Bloodshot_Eyes said:


> Charizard? Fire resists ice attacks...


But in a Charizard vs. Ludicolo scenario, Ludicolo would be using surf.


----------



## Waffles (Feb 21, 2011)

FancySkunk said:


> But in a Charizard vs. Ludicolo scenario, Ludicolo would be using surf.


 Hydro Pump*
And there won't be any ice because my team is all grass :0


----------



## FancySkunk (Feb 21, 2011)

Waffles said:


> Hydro Pump*
> And there won't be any ice because my team is all grass :0


Surf is so much more reliable. And you should really have Ice Beam on Ludicolo, as it's one of the few options you'll have against other grass types or flying types.


----------



## Bloodshot_Eyes (Feb 21, 2011)

FancySkunk said:


> But in a Charizard vs. Ludicolo scenario, Ludicolo would be using surf.


 
Persian can learn aeriel ace. >_>
Or Kangaskhan, Golduck too.


----------



## Kivaari (Feb 21, 2011)

FancySkunk said:


> Allow me to point to Ludicolo's ability, Swift Swim: "Speed doubles in the rain."
> 
> Please tell me what flying type is touching him before getting decked with an ice beam.


Quite a few, as it would still have to waste a turn with rain dance.


----------



## Xenke (Feb 21, 2011)

Skarmory says:

"CAW! Ice won't kill me!"

He's my bird. BFFs.


----------



## Waffles (Feb 21, 2011)

The whole point of my ludicolo is (in no order):
-leftovers
-rain dish
-toxic
-leech seed
Then just hydro pump until they die. It works really well.


----------



## FancySkunk (Feb 21, 2011)

Bloodshot_Eyes said:


> Persian can learn aeriel ace. >_>
> Or Kangaskhan, Golduck too.


Didn't know they were flying type now. :V



Sponge Cat said:


> Quite a few, as it would still have to waste a turn with rain dance.

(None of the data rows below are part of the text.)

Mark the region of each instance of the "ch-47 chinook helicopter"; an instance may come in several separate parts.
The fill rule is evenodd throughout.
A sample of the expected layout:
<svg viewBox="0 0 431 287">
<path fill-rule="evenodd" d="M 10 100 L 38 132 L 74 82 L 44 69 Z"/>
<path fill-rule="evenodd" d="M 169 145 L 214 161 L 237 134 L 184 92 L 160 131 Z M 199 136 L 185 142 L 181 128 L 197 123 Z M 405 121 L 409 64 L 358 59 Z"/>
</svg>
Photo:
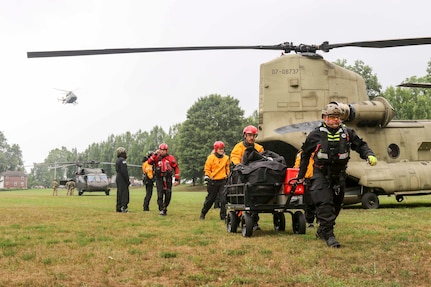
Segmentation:
<svg viewBox="0 0 431 287">
<path fill-rule="evenodd" d="M 431 38 L 362 41 L 342 44 L 269 46 L 198 46 L 136 49 L 28 52 L 29 58 L 192 50 L 282 50 L 284 55 L 260 66 L 259 142 L 283 155 L 293 166 L 309 131 L 329 102 L 343 104 L 344 122 L 354 128 L 376 153 L 370 167 L 356 153 L 347 170 L 345 204 L 362 202 L 377 208 L 379 195 L 431 193 L 431 121 L 392 120 L 395 111 L 384 98 L 368 98 L 364 79 L 323 59 L 317 51 L 334 48 L 391 48 L 431 44 Z M 292 53 L 291 52 L 295 52 Z"/>
<path fill-rule="evenodd" d="M 56 90 L 63 91 L 66 94 L 61 99 L 58 99 L 59 101 L 62 101 L 63 104 L 74 104 L 74 105 L 78 104 L 78 102 L 76 101 L 78 97 L 73 93 L 73 91 L 66 91 L 61 89 L 56 89 Z"/>
</svg>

Fair enough, I suppose. I tend to think more of something else setting up the rain though.



Xenke said:


> Skarmory says:
> 
> "CAW! Ice won't kill me!"
> 
> He's my bird. BFFs.


Skarmory doesn't have great special defense, and takes normal damage from ice and water moves. Ludicolo would be using surf and dealing a pretty big hit. Surf from max SpA Ludicolo in the rain is always a 2HKO against max SpD Skarmory (and no Skarmory will actually be running max SpD).


----------



## Fenrari (Feb 21, 2011)

I must say though i hate all of the starters this time.


----------



## Bloodshot_Eyes (Feb 21, 2011)

FancySkunk said:


> Didn't know they were flying type now. :V


 
TM40,


----------



## FancySkunk (Feb 21, 2011)

Bloodshot_Eyes said:


> TM40,


I'm not saying that they can't learn it. I'm saying that my initial remark asked for "what flying type," so none of them qualify.


----------



## SirRob (Feb 21, 2011)

Does anyone here actually play Pokemon against other people?


----------



## Xenke (Feb 21, 2011)

SirRob said:


> Does anyone here actually play Pokemon against other people?


 
No.

I just like my favorites. :3

Besides, people get too into that shit.


----------



## BRN (Feb 21, 2011)

Xenke said:


> No.
> 
> I just like my favorites. :3
> 
> Besides, people get too into that shit.


 
I asked a friend if he was free to chat about some shit. Nope, he was busy. He had to EV train thirty Pokemon, apparently, and the one he was working on was only going to take 110 more Buizels to do right.

Oh, ok.


----------



## Zoltea (Feb 21, 2011)

SIX said:


> I asked a friend if he was free to chat about some shit. Nope, he was busy. He had to EV train thirty Pokemon, apparently, and the one he was working on was only going to take 110 more Buizels to do right.
> 
> Oh, ok.



He should be using the nifty power items from the Battle Frontier/Battle Tower, really cuts down on time for EV training.


----------



## Digitalpotato (Feb 21, 2011)

Waffles said:


> Brave Bird, meet MASSIVE recoil damage.
> Also, yeah, Koga from Gold/Silver was SORT OF grass, but he was doing it ALL wrong.


 
I thought he was actually poison. Which is okay, considering GameFreak *hates* that type and it's nice to see a different type in the l33t four. (You think they hate fire because it's not a common type in the wild? Well fire's not common in the wild in real life anyways - They added twice the amount of fire types to the game as they did poison in Gen V. And none of them are as good as Weezing.) 



SirRob said:


> Does anyone here actually play Pokemon against other people?


 
No because when you play it against other people, nobody tries to win with their favourites so when they aren't hacking a Spiritomb with Wonder Guard they're using level 100 shiny legendaries or starters that shut down any hope of you using Fire or Ice types by planting Stealth Rock on your team.


----------



## FancySkunk (Feb 21, 2011)

SirRob said:


> Does anyone here actually play Pokemon against other people?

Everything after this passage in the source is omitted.